A “dominant” run occurs every fourth year, with millions of fish returning to their spawning grounds from the ocean.

Where to watch Salmon jumping:

First Nations

Simpcw First Nation is a leader in selective fish harvesting methods, now managing and operating the Dunn Creek Hatchery where salmon are raised to support local waterways. Established in 1983, the hatchery now produces 20,000 Coho salmon each year. The program focuses on the conservation, protection, and management of fish populations within the Simpcwúl’ecw area. Projects include habitat restoration, stewardship of watersheds, and summer youth programs.

The Raft River First Fish Ceremony is hosted annually around August by Simpcw at the Raft River Viewing Platform in Clearwater. Guests are invited to participate in several activities that highlight Simpcw’s culture and history, including pit cooking, sockeye salmon viewing, storytelling and a traditional game called Lehal.

Hatchery Tours

The Clearwater Trout Hatchery releases over 3 million fish each year into approximately 330 lakes around British Columbia. There are several strains of rainbow trout, brook trout, and kokanee. In fact, this is the only Freshwater Fisheries Society BC hatchery that stocks Kokanee salmon in the province.

Visitors are welcome to view the hatchery year-round for a free self-guided tour. Hatchery staff are available to answer questions and will provide free fishing rod and tackle rentals. You can even cast a line in the designated ponds at the hatchery.


The North Thompson is one of the richest habitats for black bears in all of British Columbia and there is a robust population of both black bears and grizzly bears beyond the tree-line.

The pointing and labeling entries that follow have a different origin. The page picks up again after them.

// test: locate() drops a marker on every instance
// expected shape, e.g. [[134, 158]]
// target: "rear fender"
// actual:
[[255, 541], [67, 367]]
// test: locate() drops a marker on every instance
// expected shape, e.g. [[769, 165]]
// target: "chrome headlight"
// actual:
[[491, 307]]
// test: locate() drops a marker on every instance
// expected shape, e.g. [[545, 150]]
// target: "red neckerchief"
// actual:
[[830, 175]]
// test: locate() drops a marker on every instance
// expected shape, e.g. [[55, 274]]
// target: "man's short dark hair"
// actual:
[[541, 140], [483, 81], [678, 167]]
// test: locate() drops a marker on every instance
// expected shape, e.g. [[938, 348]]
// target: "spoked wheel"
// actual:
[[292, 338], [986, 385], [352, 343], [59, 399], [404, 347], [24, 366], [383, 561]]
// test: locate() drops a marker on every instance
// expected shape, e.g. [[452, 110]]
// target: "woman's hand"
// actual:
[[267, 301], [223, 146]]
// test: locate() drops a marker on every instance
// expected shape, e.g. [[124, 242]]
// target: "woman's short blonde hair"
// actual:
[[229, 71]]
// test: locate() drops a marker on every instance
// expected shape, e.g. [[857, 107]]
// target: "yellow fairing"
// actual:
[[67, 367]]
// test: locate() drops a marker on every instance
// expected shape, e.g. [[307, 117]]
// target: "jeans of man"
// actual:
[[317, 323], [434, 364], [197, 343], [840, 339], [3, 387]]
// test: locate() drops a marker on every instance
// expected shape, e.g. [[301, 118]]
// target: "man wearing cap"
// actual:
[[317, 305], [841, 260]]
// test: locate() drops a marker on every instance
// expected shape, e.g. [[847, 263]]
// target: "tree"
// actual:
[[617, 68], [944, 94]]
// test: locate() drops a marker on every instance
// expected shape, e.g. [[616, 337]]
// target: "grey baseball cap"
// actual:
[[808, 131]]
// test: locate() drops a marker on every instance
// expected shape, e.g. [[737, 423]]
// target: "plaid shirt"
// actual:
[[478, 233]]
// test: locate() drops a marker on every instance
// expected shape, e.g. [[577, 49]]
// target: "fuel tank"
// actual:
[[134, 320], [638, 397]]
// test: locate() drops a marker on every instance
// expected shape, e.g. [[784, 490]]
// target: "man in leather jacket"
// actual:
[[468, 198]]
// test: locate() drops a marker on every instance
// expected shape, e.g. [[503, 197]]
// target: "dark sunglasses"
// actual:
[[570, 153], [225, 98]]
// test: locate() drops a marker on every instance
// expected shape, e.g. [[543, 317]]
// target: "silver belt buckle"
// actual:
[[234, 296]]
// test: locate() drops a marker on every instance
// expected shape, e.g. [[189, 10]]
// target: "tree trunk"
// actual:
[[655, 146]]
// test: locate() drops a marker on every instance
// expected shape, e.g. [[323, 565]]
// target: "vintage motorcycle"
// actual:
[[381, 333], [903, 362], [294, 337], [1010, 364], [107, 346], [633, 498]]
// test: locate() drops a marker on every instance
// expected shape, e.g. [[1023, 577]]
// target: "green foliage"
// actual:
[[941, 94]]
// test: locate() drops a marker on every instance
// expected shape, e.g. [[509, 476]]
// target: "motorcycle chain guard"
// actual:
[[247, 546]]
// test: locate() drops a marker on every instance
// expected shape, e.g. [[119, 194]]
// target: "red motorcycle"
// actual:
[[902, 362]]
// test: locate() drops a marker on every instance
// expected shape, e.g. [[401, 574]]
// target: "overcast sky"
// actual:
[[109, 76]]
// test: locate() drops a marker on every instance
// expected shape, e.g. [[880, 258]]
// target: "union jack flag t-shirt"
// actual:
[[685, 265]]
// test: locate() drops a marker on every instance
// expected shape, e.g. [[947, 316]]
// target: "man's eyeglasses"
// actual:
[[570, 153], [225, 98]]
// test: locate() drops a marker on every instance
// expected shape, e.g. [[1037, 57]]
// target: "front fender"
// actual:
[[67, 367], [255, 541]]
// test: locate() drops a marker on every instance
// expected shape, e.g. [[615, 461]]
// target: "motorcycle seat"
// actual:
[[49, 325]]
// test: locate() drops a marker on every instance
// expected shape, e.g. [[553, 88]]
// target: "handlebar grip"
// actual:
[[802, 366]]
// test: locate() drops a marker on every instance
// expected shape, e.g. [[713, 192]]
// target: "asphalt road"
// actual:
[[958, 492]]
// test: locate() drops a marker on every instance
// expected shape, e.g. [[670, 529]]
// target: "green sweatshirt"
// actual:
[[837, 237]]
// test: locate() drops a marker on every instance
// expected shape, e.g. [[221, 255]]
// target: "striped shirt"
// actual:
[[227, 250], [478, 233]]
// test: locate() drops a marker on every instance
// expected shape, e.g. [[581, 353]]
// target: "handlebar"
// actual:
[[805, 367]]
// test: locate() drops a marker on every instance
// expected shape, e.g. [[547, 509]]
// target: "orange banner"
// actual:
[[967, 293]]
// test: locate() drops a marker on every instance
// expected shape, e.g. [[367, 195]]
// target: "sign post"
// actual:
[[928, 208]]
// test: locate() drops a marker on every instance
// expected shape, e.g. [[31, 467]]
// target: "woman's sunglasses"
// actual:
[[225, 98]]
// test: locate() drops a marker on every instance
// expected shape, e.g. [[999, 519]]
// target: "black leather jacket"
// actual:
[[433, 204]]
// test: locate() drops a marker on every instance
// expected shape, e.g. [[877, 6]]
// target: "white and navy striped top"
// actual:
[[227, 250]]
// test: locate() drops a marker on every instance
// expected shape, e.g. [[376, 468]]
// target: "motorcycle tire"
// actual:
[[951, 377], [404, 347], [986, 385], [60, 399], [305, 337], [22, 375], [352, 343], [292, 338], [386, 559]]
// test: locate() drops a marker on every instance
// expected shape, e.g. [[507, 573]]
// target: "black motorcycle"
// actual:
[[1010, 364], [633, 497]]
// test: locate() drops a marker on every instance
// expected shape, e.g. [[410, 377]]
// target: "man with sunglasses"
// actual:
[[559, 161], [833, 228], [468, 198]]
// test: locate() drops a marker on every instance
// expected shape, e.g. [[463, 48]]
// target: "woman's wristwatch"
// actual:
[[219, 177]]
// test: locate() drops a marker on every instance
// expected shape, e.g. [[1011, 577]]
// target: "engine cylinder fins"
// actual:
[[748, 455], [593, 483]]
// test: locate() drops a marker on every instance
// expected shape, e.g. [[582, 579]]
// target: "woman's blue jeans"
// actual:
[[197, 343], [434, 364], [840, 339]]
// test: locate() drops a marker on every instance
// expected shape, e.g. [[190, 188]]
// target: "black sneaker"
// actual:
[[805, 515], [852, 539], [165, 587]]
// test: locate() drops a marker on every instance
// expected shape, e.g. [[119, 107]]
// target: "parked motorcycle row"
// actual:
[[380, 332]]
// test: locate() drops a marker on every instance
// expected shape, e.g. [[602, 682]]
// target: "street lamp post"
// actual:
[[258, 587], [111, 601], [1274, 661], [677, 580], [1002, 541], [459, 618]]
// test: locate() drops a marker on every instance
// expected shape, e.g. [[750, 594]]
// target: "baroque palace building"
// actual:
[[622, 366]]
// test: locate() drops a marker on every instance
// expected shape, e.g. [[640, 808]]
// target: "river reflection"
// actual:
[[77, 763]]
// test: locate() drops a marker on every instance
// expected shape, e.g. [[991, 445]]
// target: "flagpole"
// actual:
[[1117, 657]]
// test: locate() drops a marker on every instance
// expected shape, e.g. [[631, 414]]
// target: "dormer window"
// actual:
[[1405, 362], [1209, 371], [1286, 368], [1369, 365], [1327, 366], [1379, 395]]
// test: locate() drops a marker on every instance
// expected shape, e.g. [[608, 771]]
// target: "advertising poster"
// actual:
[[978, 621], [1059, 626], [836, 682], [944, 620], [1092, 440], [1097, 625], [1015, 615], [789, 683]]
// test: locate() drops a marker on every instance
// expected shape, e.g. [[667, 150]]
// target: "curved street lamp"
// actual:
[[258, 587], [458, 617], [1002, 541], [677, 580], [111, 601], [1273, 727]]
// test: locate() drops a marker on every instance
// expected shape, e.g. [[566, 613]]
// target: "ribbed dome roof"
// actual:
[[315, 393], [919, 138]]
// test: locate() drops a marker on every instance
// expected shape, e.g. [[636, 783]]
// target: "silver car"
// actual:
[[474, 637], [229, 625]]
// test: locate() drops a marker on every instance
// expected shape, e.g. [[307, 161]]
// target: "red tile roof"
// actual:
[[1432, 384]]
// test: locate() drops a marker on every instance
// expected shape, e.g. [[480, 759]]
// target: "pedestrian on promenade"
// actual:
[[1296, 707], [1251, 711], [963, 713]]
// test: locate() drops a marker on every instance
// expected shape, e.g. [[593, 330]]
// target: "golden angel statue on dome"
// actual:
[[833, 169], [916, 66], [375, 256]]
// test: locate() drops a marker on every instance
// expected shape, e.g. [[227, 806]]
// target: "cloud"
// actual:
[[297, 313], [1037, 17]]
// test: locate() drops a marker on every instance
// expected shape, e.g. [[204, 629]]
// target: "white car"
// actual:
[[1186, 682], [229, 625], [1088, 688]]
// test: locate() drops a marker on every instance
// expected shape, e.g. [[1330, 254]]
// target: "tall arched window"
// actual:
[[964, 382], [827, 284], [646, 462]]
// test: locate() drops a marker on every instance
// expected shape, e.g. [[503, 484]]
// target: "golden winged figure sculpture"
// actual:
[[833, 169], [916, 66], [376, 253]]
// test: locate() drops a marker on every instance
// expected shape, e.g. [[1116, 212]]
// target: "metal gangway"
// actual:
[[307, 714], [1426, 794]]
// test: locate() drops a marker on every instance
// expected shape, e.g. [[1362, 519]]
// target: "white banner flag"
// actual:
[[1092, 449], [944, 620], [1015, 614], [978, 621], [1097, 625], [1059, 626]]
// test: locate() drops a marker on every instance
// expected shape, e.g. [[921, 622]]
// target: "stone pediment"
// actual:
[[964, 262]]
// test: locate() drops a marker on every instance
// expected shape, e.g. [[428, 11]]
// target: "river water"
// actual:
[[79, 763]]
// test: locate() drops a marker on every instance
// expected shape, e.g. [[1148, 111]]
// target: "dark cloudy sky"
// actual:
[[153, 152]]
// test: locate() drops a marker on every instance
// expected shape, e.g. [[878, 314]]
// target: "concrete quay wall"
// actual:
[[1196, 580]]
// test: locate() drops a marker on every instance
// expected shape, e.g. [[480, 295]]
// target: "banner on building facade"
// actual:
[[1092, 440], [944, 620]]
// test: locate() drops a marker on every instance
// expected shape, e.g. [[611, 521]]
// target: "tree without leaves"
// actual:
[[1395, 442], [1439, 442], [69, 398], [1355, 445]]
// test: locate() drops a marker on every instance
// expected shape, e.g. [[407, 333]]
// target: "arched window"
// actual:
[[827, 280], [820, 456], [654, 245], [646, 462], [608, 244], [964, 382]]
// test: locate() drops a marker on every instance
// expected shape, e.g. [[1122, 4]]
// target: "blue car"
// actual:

In the warmer months, at the heart of bear country, you’ll find bears along roads, lakes, and trails. Bear sightings are most common in May and June, when bears emerge from winter hibernation in search of food. Keep an eye on the shores of lakes and rivers, where mother bears and their cubs like to cool off in the heat.

Black bears eat a plant-focused diet, with plenty of greens, berries, and mushrooms, along with the occasional fish. Each year, the bears enjoy a great feast after the salmon journey up the rivers to their spawning grounds.

Small Animals

The sound of scurrying feet or small chirps is the sign of small furry creatures nearby. On rocky terrain, look for pike and marmot. Squirrels and chipmunks scamper up and down tree trunks, looking for nuts and vegetation.

Beavers and muskrats live in marshlands like Cranberry Marsh, ponds, and slow moving sections of rivers. Once in the water, beavers are fast and agile, able to stay underwater for up to 15 minutes. Damming naturally stabilizes watersheds, filter sediment, and enhance the local environment for other animals, which helps to maintain wetland habitats.

Hoofed Herds

A small population of elk migrates through the valley and have been seen around Mount Robson Provincial Park, Cranberry Marsh, and McBride. Elk roam through high, open mountain pastures in summer and lower forested slopes in winter.

Majestic moose forage along the shorelines and through marshland. Mountain goats expertly climb, leap, and navigate rock slides and cliff-faces. Caribou and mule deer reside in high basins and tablelands, cautiously peeking through the trees.